Я помнила этот урок, он на самом деле прошел с успехом, в лицее меня все ходили поздравляли. А одна родительница, уж не знаю, как она узнала об этом уроке, на следующий день принесла в школу большой букет лилий и поблагодарила меня за мои занятия, сказала, что ее сын Паша так увлекся чтением, что перестал играть в компьютерные игры. И что он стал писать стихи, рисовать, словом, я как-то хорошо на него повлияла.
– Да у тебя память, как говорится, дай бог каждому! – не унималась Зоя.
– Одно дело память, а другое… даже не знаю, как выразиться. Ну, к примеру, я готовлю борщ на кухне. Сестра заходит, я прошу ее попробовать его на соль. Она берет ложку и вдруг вылавливает из борща целую неочищенную луковицу! Ты бы видела, какими глазами она смотрела на меня. Разве что пальцем у виска не крутила. А один раз я, по ее словам, вышла из дома без юбки. То есть в колготках, свитере и без юбки.

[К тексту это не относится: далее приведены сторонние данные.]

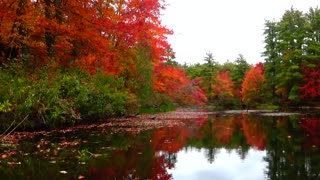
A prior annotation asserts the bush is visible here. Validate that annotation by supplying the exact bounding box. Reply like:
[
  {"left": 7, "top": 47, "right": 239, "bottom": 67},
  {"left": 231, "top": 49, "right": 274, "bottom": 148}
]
[{"left": 0, "top": 65, "right": 128, "bottom": 129}]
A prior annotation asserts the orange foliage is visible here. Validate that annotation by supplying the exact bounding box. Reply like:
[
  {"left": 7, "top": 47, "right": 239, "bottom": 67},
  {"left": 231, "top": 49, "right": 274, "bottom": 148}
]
[
  {"left": 153, "top": 64, "right": 207, "bottom": 105},
  {"left": 0, "top": 0, "right": 172, "bottom": 75},
  {"left": 212, "top": 71, "right": 233, "bottom": 97},
  {"left": 241, "top": 63, "right": 266, "bottom": 103}
]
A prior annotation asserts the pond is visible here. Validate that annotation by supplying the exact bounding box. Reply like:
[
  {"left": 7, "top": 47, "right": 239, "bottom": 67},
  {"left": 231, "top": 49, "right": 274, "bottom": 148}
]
[{"left": 0, "top": 109, "right": 320, "bottom": 180}]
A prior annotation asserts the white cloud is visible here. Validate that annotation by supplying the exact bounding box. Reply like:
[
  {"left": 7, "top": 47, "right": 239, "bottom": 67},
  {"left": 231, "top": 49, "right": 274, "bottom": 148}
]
[{"left": 162, "top": 0, "right": 319, "bottom": 63}]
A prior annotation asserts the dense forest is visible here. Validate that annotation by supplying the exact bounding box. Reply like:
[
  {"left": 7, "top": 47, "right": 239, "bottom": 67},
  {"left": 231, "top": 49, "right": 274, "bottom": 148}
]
[{"left": 0, "top": 0, "right": 320, "bottom": 129}]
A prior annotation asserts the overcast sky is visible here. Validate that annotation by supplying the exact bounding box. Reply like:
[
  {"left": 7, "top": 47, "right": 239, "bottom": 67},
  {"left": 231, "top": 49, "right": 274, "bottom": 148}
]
[{"left": 162, "top": 0, "right": 320, "bottom": 64}]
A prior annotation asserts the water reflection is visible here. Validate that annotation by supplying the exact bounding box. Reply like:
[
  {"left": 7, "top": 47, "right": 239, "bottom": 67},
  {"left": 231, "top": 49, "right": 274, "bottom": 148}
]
[
  {"left": 168, "top": 148, "right": 266, "bottom": 180},
  {"left": 0, "top": 114, "right": 320, "bottom": 179}
]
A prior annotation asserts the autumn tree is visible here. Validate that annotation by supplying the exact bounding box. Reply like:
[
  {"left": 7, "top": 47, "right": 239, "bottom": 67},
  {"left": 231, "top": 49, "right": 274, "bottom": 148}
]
[
  {"left": 212, "top": 71, "right": 234, "bottom": 106},
  {"left": 153, "top": 65, "right": 207, "bottom": 105},
  {"left": 241, "top": 63, "right": 266, "bottom": 107}
]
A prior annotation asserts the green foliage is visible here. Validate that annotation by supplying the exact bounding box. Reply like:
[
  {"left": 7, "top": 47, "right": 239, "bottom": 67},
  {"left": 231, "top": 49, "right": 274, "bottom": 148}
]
[
  {"left": 140, "top": 93, "right": 176, "bottom": 113},
  {"left": 0, "top": 64, "right": 128, "bottom": 128},
  {"left": 264, "top": 8, "right": 320, "bottom": 104}
]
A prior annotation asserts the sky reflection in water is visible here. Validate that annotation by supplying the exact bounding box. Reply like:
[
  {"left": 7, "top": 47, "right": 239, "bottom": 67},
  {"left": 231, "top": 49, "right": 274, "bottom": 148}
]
[{"left": 168, "top": 148, "right": 267, "bottom": 180}]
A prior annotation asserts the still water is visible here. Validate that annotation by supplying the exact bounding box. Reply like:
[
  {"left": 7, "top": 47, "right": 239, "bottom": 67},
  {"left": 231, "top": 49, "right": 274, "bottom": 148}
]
[{"left": 0, "top": 114, "right": 320, "bottom": 180}]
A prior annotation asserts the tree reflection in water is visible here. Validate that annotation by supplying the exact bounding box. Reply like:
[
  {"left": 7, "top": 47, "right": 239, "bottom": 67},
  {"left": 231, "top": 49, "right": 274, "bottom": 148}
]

Прикинь?
– Ты серьезно?
– Во всяком случае, она так говорила. Но я этого совершенно не помню!
– А ты проверяла голову?
– Ну вот, и ты туда же, – обиделась я. – Конечно, проверяла. Опухоли нет, если ты об этом.
– А что говорит обо всем этом ваша Мира Соломоновна?
– Она отлично ко мне относится и считает меня совершенно здоровой. Я дважды была у нее дома, там собиралась интересная компания, абсолютно женская, и они, эти чудесные женщины, в основном врачи, одна, правда, поэтесса, учили меня играть в преферанс! А один раз она была у нас дома, мы с сестрой приглашали ее на ужин. Вот так. Говорю же, Мира считает, что я вполне себе нормальная, что моя сестра просто гиперзаботливая.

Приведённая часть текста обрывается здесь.